Directives de Soumission d'Échantillons
Pourquoi le séquençage complet des LncRNA est important
Les longs ARN non codants (lncARN) sont des transcrits de plus de 200 nt qui régulent l'expression génique, le développement, l'épigénétique et les voies de la maladie. Leurs fonctions sont souvent spécifiques au type cellulaire et dépendent fortement de l'épissage alternatif. Cependant, le séquençage par lectures courtes fragmente l'ARN en petits morceaux, rendant difficile la reconstruction des isoformes complètes ou leur quantification précise.
Séquençage de lncRNA à longueur complète par nanopore résout ce problème en générant des lectures qui couvrent l'ensemble du transcrit de 5' à 3'. Cela permet aux chercheurs d'identifier de nouveaux lncARN, de résoudre les jonctions d'épissage et de quantifier directement les isoformes, offrant ainsi une vue plus complète du transcriptome.
Notre solution de séquençage LncRNA pleine longueur Nanopore
La plateforme de CD Genomics intègre des technologies avancées. Technologie de séquençage à long brin d'Oxford Nanopore avec une préparation de bibliothèque d'ARN optimisée pour fournir des informations précises au niveau des isoformes sur le transcriptome des lncRNA.
Paramètres techniques
- ARN total (≥2 µg, RIN ≥7, dépourvu d'ARNr)
- Longueur de lecture : jusqu'à 10-20 kb de lectures continues de molécules uniques
- Couverture : séquençage de transcrit unique de 5' à 3' sans fragmentation
- Débit : millions de lectures par exécution, évolutif pour de grands transcriptomes.
- Sorties de données : FASTQ, alignement BAM/GTF, annotations d'isoformes, matrices de quantification
Avantages techniques
- Couverture de transcriptomique complète – séquençage direct de l'ensemble des lncARN, éliminant le besoin d'assemblage.
- Résolution d'épissage – identification fiable du saut d'exon, de la rétention d'intron et des variants d'épissage complexes
- Quantification au niveau des isoformes – mesure plus précise de l'expression par rapport aux approches à lecture courte
- Détection large de l'ARN – capture de l'lncRNA, de l'ARNm, de l'ARNt et de petits ARN au sein du même ensemble de données
- Détection indépendante de la poly(A) – permet la découverte de lncRNAs non polyadénylés souvent manqués par les méthodes conventionnelles.
Problèmes résolus pour les chercheurs
- Surmonte les limitations des lectures courtes – évite la reconstruction incomplète des isoformes causée par un séquençage fragmenté.

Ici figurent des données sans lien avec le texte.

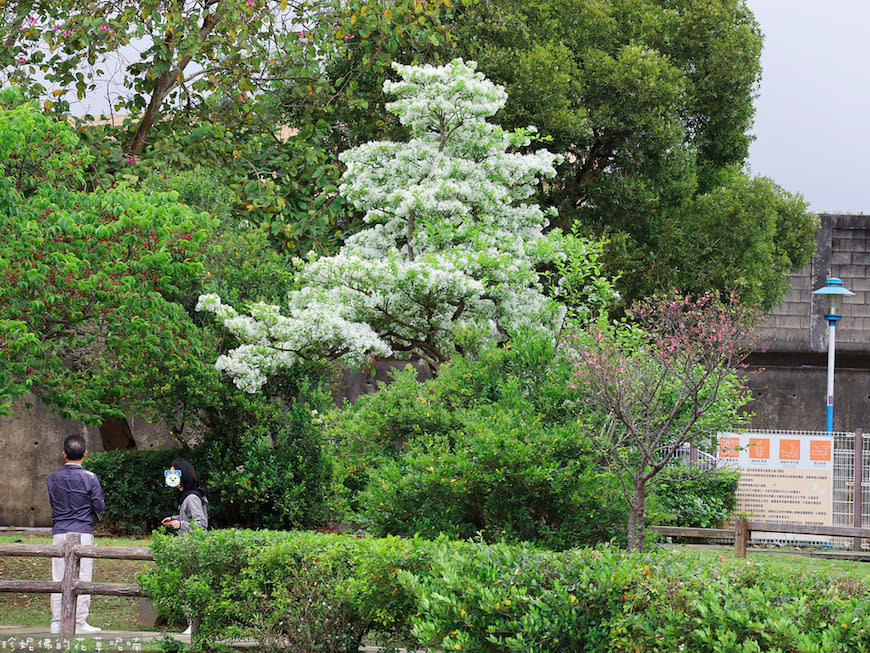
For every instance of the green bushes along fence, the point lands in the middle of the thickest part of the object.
(326, 592)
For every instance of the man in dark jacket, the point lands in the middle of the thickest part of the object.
(76, 498)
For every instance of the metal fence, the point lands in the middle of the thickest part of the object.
(843, 512)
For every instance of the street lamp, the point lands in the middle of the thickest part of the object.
(833, 292)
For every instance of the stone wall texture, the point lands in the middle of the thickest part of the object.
(787, 376)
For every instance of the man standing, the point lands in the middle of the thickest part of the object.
(76, 498)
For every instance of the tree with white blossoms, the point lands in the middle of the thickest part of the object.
(451, 256)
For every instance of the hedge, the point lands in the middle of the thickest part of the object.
(304, 591)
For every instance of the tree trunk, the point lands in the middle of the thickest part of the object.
(164, 84)
(636, 517)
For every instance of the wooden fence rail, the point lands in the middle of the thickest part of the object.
(70, 587)
(743, 529)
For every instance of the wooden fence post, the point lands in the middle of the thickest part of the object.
(858, 485)
(740, 537)
(69, 597)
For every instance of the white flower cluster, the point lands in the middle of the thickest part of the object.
(452, 244)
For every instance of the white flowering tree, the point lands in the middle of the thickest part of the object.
(451, 256)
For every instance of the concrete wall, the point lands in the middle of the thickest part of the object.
(790, 368)
(788, 377)
(31, 444)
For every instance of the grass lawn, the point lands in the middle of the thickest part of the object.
(107, 612)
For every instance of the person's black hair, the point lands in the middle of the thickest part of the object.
(74, 447)
(188, 474)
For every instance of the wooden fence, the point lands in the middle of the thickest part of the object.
(70, 587)
(743, 529)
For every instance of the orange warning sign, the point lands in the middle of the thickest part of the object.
(759, 447)
(729, 447)
(790, 449)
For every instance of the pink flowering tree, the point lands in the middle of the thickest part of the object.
(667, 379)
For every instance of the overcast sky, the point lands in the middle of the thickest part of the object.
(812, 121)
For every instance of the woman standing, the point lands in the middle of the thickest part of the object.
(191, 503)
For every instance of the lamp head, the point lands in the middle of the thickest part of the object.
(833, 292)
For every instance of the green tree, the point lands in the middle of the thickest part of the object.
(667, 381)
(186, 49)
(91, 282)
(651, 102)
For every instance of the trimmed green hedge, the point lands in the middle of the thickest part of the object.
(324, 592)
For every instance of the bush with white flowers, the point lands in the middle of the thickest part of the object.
(451, 255)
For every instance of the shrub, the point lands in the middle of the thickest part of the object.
(322, 592)
(491, 446)
(688, 497)
(518, 599)
(504, 477)
(290, 591)
(136, 498)
(261, 464)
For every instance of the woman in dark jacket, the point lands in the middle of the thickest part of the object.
(191, 503)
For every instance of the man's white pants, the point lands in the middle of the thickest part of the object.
(86, 572)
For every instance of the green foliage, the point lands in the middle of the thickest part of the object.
(317, 592)
(95, 278)
(491, 446)
(289, 591)
(136, 497)
(35, 151)
(262, 464)
(503, 477)
(500, 598)
(689, 497)
(651, 102)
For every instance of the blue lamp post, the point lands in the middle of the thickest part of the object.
(833, 292)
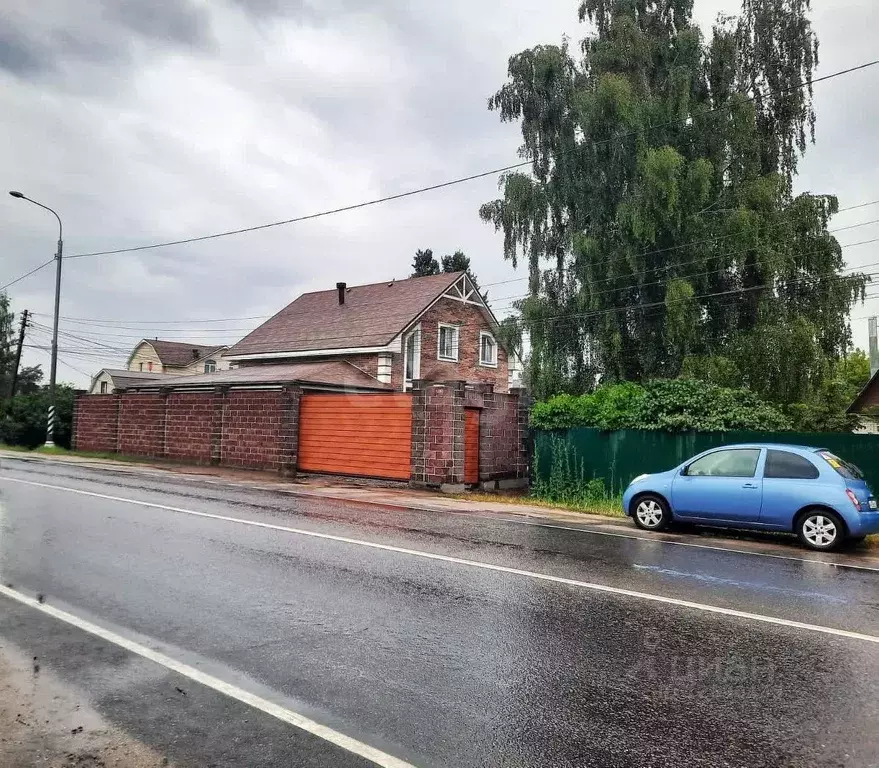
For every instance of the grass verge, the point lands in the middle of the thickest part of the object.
(610, 507)
(56, 450)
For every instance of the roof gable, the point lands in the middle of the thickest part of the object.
(177, 353)
(372, 316)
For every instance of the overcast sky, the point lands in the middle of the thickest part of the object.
(149, 121)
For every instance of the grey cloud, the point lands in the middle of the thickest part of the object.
(20, 56)
(175, 21)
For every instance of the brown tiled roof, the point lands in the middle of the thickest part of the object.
(371, 316)
(335, 373)
(180, 353)
(124, 378)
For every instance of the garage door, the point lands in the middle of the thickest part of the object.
(366, 435)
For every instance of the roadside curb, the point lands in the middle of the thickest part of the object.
(534, 516)
(357, 494)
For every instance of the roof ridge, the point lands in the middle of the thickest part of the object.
(387, 282)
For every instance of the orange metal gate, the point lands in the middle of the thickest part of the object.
(366, 435)
(471, 445)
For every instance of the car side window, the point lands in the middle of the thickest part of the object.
(737, 462)
(782, 464)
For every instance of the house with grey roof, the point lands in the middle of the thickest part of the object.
(436, 328)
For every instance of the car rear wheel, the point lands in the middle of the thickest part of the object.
(651, 512)
(821, 530)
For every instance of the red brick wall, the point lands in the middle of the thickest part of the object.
(503, 426)
(95, 422)
(189, 426)
(259, 429)
(141, 424)
(438, 433)
(244, 428)
(470, 321)
(438, 449)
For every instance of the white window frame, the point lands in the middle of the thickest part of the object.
(488, 363)
(416, 362)
(456, 342)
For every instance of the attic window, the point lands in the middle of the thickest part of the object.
(447, 342)
(487, 350)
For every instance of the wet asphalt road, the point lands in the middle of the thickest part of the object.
(438, 663)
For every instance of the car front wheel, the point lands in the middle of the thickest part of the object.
(651, 513)
(821, 530)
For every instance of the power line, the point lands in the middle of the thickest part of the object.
(441, 185)
(629, 286)
(421, 190)
(710, 240)
(27, 274)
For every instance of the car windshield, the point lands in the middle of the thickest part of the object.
(845, 468)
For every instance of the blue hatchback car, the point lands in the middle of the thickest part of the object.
(808, 491)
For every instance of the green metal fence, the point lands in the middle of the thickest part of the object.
(617, 457)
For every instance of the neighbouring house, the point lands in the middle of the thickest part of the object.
(401, 380)
(866, 406)
(178, 357)
(109, 380)
(435, 328)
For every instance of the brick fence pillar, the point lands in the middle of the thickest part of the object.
(418, 465)
(524, 441)
(74, 419)
(164, 392)
(455, 471)
(437, 434)
(288, 434)
(219, 395)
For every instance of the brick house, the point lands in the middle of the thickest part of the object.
(178, 357)
(435, 328)
(403, 380)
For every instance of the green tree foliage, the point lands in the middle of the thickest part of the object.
(23, 418)
(29, 377)
(424, 264)
(658, 223)
(7, 345)
(668, 404)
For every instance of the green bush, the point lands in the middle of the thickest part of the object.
(23, 418)
(569, 482)
(669, 404)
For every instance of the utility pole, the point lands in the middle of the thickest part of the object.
(18, 353)
(50, 426)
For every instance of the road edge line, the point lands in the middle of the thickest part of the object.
(289, 716)
(593, 586)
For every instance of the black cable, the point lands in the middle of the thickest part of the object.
(442, 185)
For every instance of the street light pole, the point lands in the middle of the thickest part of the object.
(50, 424)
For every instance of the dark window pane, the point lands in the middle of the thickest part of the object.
(790, 465)
(739, 462)
(845, 468)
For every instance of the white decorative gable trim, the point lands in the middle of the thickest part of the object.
(464, 291)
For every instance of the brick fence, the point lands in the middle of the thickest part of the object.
(259, 429)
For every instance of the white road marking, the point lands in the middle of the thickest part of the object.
(654, 540)
(705, 607)
(221, 686)
(489, 515)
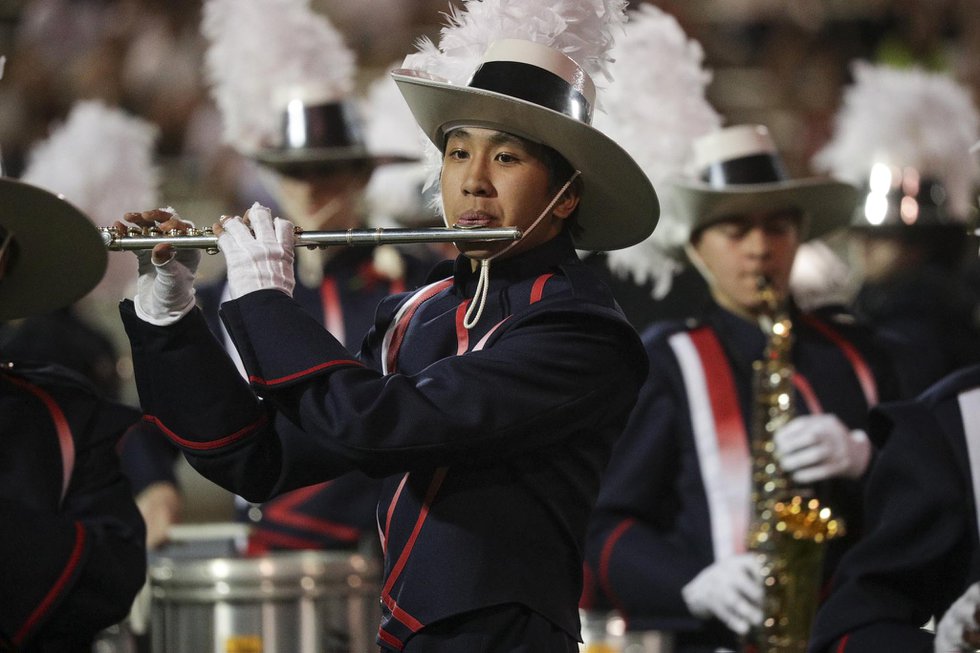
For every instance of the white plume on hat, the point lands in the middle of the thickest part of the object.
(655, 110)
(394, 194)
(905, 118)
(101, 160)
(583, 30)
(258, 46)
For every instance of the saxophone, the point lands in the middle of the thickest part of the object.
(788, 528)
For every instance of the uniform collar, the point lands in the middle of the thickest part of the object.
(548, 255)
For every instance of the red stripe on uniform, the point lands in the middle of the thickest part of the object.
(604, 557)
(406, 319)
(390, 639)
(391, 511)
(66, 443)
(732, 438)
(258, 380)
(212, 444)
(57, 588)
(861, 368)
(282, 511)
(537, 290)
(411, 622)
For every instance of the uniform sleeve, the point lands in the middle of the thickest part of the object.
(550, 373)
(635, 547)
(148, 457)
(895, 578)
(73, 570)
(192, 394)
(542, 379)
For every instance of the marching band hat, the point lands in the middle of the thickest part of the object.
(318, 131)
(741, 171)
(535, 92)
(55, 256)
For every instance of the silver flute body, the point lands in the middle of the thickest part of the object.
(136, 238)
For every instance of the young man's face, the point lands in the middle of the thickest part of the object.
(491, 179)
(737, 251)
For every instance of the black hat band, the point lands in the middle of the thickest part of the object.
(753, 169)
(535, 85)
(309, 126)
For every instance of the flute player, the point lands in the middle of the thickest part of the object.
(488, 400)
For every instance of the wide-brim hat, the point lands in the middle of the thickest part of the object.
(537, 93)
(741, 172)
(317, 133)
(57, 254)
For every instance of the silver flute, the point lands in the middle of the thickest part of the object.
(134, 238)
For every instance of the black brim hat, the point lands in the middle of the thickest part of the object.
(57, 254)
(317, 134)
(537, 93)
(741, 172)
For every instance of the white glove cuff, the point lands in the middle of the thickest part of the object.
(165, 297)
(860, 456)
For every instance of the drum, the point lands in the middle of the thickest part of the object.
(289, 602)
(605, 632)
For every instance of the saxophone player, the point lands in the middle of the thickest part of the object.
(667, 542)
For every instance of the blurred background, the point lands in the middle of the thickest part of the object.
(783, 63)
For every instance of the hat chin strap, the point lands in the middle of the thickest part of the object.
(483, 284)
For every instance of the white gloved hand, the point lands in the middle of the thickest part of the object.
(260, 254)
(960, 617)
(816, 447)
(165, 289)
(729, 589)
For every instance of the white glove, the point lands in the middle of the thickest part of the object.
(729, 589)
(165, 289)
(815, 447)
(960, 617)
(258, 255)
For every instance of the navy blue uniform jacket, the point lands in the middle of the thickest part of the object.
(652, 529)
(72, 553)
(921, 549)
(492, 440)
(336, 514)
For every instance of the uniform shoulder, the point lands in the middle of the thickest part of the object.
(951, 386)
(659, 332)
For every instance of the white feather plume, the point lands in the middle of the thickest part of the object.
(584, 30)
(258, 46)
(655, 109)
(905, 117)
(394, 194)
(101, 160)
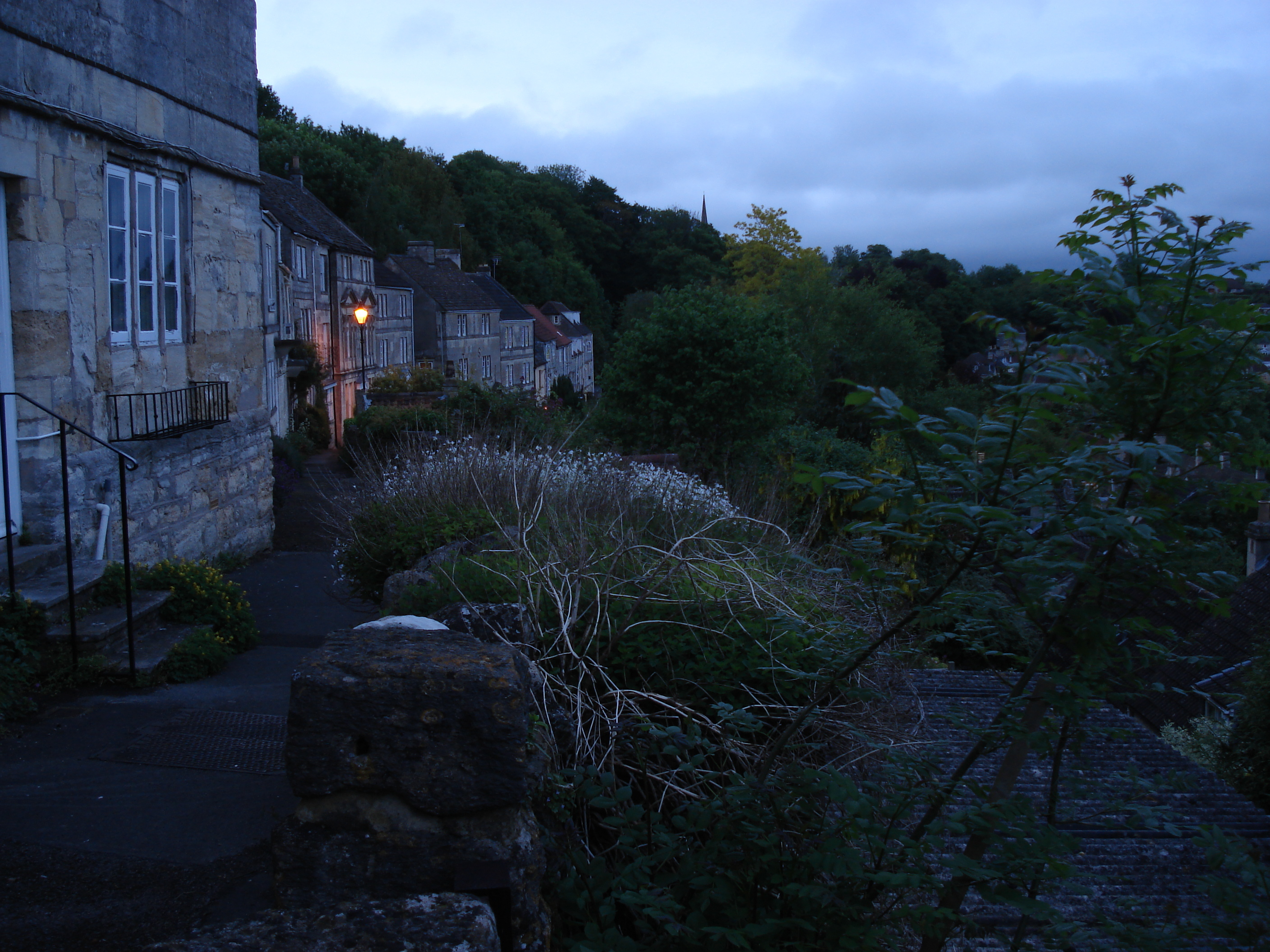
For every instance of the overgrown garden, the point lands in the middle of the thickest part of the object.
(732, 766)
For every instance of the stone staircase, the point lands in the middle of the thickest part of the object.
(1124, 870)
(40, 573)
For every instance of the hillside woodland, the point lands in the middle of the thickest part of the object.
(721, 643)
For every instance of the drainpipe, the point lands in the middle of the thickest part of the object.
(100, 553)
(1259, 537)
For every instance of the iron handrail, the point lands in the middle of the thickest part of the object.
(128, 464)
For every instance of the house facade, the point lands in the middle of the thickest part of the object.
(580, 360)
(516, 334)
(131, 295)
(456, 321)
(329, 275)
(552, 353)
(394, 319)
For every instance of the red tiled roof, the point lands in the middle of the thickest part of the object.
(544, 329)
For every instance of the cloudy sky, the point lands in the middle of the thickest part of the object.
(972, 128)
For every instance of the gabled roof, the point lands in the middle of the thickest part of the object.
(544, 329)
(512, 309)
(387, 277)
(446, 285)
(575, 329)
(301, 211)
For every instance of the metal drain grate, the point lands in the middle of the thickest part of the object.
(210, 741)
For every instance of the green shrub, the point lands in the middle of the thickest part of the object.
(200, 596)
(379, 427)
(313, 423)
(18, 668)
(198, 655)
(388, 537)
(1246, 758)
(704, 654)
(400, 380)
(482, 578)
(26, 618)
(290, 453)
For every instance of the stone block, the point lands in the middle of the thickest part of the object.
(440, 922)
(437, 718)
(351, 847)
(491, 622)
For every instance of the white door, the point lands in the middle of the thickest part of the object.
(7, 386)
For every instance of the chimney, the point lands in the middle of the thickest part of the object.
(424, 251)
(1259, 537)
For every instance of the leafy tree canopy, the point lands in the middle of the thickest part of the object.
(705, 374)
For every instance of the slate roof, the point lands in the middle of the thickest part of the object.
(571, 328)
(301, 211)
(512, 309)
(1229, 641)
(387, 277)
(1117, 860)
(544, 329)
(446, 285)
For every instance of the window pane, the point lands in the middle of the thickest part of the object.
(119, 307)
(169, 212)
(145, 206)
(116, 206)
(147, 307)
(145, 257)
(169, 307)
(169, 261)
(119, 256)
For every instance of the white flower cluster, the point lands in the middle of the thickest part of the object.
(557, 475)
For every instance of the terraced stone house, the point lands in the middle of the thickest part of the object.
(131, 275)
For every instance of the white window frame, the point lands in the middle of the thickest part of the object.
(119, 226)
(300, 261)
(145, 210)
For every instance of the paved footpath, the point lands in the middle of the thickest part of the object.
(66, 815)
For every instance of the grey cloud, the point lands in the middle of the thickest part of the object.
(985, 177)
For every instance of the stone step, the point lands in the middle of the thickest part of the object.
(49, 587)
(150, 646)
(30, 562)
(107, 625)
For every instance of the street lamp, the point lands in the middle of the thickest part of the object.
(362, 314)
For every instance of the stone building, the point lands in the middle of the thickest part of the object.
(580, 358)
(516, 334)
(550, 353)
(394, 319)
(331, 273)
(456, 321)
(133, 298)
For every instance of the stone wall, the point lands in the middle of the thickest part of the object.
(207, 492)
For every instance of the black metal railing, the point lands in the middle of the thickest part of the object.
(168, 413)
(126, 465)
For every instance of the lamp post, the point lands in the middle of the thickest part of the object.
(362, 314)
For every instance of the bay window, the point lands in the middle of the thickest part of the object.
(144, 244)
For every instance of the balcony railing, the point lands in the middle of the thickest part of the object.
(168, 413)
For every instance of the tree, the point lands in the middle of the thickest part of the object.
(704, 375)
(768, 249)
(1147, 365)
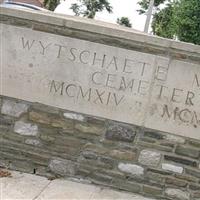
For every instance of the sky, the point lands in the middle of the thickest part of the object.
(121, 8)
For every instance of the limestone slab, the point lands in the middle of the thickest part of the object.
(22, 186)
(63, 189)
(156, 92)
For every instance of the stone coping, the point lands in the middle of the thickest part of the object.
(99, 27)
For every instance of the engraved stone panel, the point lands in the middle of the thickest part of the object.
(119, 84)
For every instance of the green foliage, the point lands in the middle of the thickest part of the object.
(51, 4)
(179, 18)
(124, 21)
(144, 4)
(187, 19)
(89, 8)
(163, 22)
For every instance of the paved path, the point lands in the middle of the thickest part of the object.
(24, 186)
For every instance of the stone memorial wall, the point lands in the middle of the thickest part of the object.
(92, 100)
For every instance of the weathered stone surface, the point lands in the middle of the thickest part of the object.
(62, 166)
(173, 138)
(39, 117)
(120, 133)
(149, 157)
(122, 155)
(131, 168)
(89, 128)
(154, 135)
(193, 172)
(13, 108)
(178, 194)
(181, 160)
(24, 128)
(172, 167)
(153, 191)
(33, 142)
(186, 151)
(175, 182)
(74, 116)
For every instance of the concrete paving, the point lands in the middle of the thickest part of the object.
(22, 186)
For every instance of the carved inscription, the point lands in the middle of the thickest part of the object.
(134, 87)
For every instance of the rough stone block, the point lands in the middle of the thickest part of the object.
(120, 133)
(33, 142)
(13, 108)
(122, 155)
(153, 191)
(62, 167)
(181, 160)
(178, 194)
(89, 128)
(155, 135)
(193, 172)
(27, 129)
(149, 157)
(175, 182)
(175, 139)
(172, 168)
(131, 168)
(74, 116)
(187, 151)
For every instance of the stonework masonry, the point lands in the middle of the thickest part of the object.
(90, 148)
(131, 148)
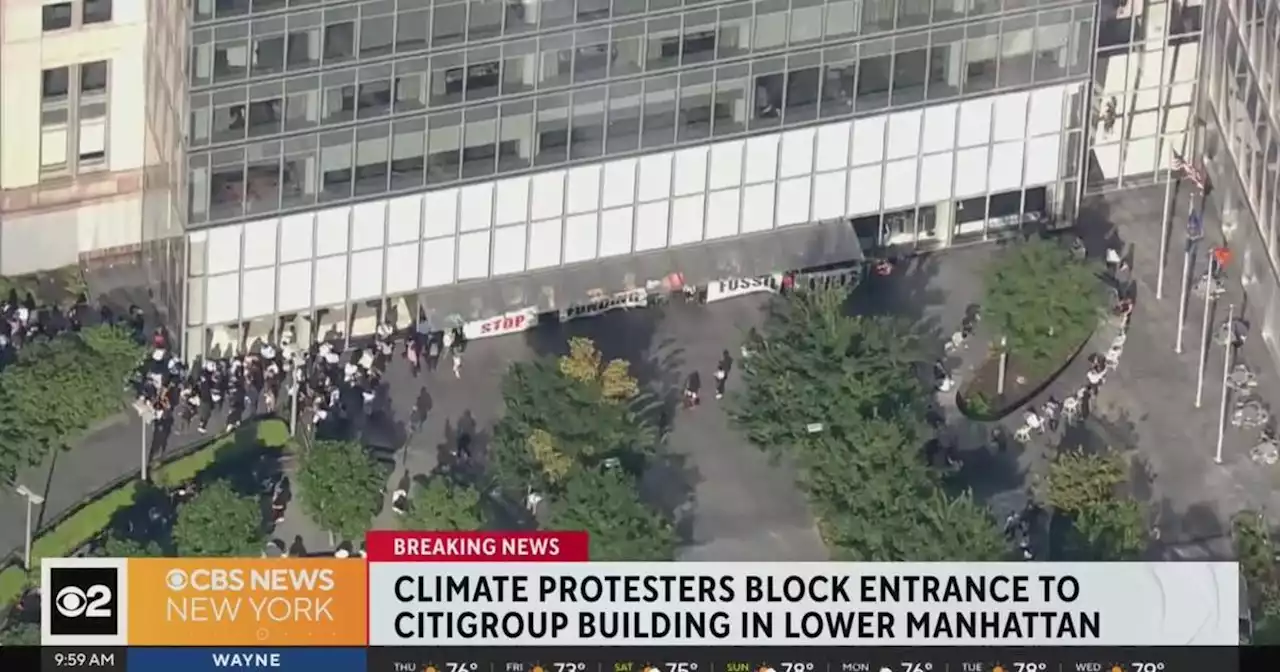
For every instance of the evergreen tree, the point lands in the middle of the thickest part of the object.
(219, 522)
(572, 434)
(341, 487)
(844, 398)
(1088, 492)
(440, 504)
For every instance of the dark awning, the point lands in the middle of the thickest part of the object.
(744, 256)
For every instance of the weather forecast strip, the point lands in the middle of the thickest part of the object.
(807, 659)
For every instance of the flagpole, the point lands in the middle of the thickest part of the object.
(1165, 224)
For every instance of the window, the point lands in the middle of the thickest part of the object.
(73, 119)
(97, 10)
(56, 17)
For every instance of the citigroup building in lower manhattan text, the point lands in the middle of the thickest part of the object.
(489, 161)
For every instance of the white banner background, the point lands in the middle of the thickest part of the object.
(1141, 604)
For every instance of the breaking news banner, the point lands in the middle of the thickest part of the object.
(417, 595)
(530, 602)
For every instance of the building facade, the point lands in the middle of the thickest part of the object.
(467, 159)
(92, 108)
(1240, 115)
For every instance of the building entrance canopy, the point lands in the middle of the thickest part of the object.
(563, 288)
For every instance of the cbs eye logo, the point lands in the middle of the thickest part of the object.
(83, 600)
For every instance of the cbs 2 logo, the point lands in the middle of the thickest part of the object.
(92, 602)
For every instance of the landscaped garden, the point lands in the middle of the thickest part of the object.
(1041, 306)
(108, 522)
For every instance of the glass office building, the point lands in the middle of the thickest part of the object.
(466, 159)
(1242, 144)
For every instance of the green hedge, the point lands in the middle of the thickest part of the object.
(88, 521)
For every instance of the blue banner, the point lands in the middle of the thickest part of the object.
(279, 659)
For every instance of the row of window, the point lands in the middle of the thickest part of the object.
(483, 141)
(64, 16)
(1249, 129)
(302, 41)
(73, 112)
(954, 60)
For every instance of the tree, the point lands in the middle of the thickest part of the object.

- Améliore la précision dans la découverte de biomarqueurs – détecte des lncARN rares ou nouveaux pertinents pour les maladies et le développement.
- Soutient des perspectives mécanistes – clarifie comment les isoformes et les événements d'épissage régulent les processus biologiques.
- Élargit l'annotation du transcriptome – identifie des transcrits non caractérisés pour enrichir les bases de données génomiques.
Construction de bibliothèques de LncRNA à lecture courte vs. à longueur complète
Une comparaison claire de séquençage RNA à lecture courte et Séquençage de l'lncRNA plein longueur par nanopore met en évidence pourquoi la technologie des longues lectures fournit des informations sur le transcriptome plus fiables.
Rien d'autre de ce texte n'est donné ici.